The gold market looks vulnerable on the charts to start today with the market seemingly pinned down to the $1,325 level early. Fortunately for the bull camp the dollar index is showing only minimal gains and has not taken out the Thursday high in the early going today.
However the charts and bullish sentiment were ruptured by the aggressive washout yesterday. In retrospect the magnitude of the gains in the dollar this week do not justify the magnitude of the washout in gold yesterday and to us that suggests the driving force in gold has been a subtle shift in views toward the Fed's stance (they were less dovish) and ideas that safe haven/economic uncertainty will decline further following the trade deal that could be announced today.
Evidence of the safe haven/physical commodity market distinction can be seen with gold lower this morning at the same time that silver, platinum and palladium are tracking slightly higher.

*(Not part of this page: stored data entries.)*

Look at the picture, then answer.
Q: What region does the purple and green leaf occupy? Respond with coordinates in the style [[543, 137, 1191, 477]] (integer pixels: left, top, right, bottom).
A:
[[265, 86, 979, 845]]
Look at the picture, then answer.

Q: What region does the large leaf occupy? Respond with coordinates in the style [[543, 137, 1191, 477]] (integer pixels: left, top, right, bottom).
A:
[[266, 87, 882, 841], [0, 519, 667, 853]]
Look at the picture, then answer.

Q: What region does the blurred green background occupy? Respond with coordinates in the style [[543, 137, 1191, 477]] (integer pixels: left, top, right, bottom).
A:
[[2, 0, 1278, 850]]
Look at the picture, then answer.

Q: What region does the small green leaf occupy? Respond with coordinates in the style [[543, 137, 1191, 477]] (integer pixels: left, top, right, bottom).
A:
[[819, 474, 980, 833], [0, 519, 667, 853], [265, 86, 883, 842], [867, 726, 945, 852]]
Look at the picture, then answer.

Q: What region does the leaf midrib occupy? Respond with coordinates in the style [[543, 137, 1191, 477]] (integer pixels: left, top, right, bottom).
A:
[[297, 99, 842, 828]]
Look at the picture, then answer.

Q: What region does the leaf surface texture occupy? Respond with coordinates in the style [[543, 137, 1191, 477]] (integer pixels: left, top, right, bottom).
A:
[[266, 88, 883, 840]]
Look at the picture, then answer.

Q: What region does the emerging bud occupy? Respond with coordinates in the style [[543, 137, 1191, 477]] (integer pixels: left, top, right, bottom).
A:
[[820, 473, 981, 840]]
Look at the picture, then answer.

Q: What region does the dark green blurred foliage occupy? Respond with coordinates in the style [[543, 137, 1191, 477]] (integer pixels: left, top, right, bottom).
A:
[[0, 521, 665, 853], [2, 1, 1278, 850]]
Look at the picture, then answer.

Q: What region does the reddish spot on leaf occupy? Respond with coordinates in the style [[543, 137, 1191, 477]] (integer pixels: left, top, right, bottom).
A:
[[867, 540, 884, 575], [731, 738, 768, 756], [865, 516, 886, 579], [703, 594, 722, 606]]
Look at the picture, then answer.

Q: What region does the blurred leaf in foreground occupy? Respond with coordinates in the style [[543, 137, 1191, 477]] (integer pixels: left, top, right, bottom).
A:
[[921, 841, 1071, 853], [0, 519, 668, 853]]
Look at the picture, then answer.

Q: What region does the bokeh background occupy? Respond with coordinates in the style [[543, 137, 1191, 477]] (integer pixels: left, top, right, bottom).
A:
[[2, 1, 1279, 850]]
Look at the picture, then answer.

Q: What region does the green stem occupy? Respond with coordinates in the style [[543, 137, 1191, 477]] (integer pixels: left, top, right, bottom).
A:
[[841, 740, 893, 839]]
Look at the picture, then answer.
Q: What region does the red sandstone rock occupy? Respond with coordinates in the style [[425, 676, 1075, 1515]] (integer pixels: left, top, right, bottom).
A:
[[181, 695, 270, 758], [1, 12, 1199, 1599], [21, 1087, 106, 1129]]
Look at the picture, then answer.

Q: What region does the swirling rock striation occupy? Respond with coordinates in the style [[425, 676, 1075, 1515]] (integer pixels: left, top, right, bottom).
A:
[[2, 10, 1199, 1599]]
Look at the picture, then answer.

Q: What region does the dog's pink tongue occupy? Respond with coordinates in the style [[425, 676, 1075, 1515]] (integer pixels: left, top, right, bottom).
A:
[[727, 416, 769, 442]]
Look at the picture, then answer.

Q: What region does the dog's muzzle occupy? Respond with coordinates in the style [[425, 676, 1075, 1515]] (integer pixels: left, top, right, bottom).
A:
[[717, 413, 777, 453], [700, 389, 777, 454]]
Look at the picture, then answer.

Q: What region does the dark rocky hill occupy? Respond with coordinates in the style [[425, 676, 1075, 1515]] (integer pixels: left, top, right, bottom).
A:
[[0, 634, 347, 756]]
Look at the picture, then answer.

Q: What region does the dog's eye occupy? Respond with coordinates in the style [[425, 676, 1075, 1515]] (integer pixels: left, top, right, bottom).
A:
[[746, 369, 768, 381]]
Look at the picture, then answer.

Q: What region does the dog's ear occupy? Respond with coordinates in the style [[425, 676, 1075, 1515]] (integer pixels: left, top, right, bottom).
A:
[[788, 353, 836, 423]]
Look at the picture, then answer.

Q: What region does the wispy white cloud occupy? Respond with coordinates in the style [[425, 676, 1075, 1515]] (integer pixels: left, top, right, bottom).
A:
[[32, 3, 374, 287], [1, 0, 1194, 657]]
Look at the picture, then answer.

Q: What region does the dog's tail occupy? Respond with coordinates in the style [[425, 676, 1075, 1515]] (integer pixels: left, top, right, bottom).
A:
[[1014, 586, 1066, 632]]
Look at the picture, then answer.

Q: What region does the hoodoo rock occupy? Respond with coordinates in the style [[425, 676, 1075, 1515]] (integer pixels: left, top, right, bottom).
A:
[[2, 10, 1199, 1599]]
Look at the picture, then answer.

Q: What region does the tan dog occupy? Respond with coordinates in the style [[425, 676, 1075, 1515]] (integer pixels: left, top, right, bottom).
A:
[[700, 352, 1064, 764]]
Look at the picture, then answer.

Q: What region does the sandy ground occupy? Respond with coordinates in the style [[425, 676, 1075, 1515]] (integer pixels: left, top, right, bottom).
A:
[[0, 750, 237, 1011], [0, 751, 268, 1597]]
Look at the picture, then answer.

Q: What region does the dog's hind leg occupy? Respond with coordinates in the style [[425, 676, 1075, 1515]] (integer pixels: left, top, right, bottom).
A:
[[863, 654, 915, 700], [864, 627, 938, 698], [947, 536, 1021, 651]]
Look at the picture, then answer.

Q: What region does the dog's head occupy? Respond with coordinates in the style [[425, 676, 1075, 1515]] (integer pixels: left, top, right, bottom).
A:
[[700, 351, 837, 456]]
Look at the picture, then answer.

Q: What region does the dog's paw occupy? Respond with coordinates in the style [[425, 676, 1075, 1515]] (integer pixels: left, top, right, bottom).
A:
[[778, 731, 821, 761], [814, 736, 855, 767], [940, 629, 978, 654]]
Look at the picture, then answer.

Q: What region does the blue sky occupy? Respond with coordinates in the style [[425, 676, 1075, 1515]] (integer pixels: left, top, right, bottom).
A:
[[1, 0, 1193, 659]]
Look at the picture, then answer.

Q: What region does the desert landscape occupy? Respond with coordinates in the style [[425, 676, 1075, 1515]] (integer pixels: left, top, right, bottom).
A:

However it is possible that gold could display impressive bull market action by shifting its focus to embrace the potential for improved physical demand in the event noted progress is officially documented from the trade talks today.
Unfortunately for the bull camp, we suspect that a trade deal could result in further safe haven liquidation of gold unless the dollar knifes its way back toward 96.00. A positive development for gold overnight is word of another gold takeover deal of roughly $19 billion as that should keep speculative buying buzz for gold assets in the marketplace.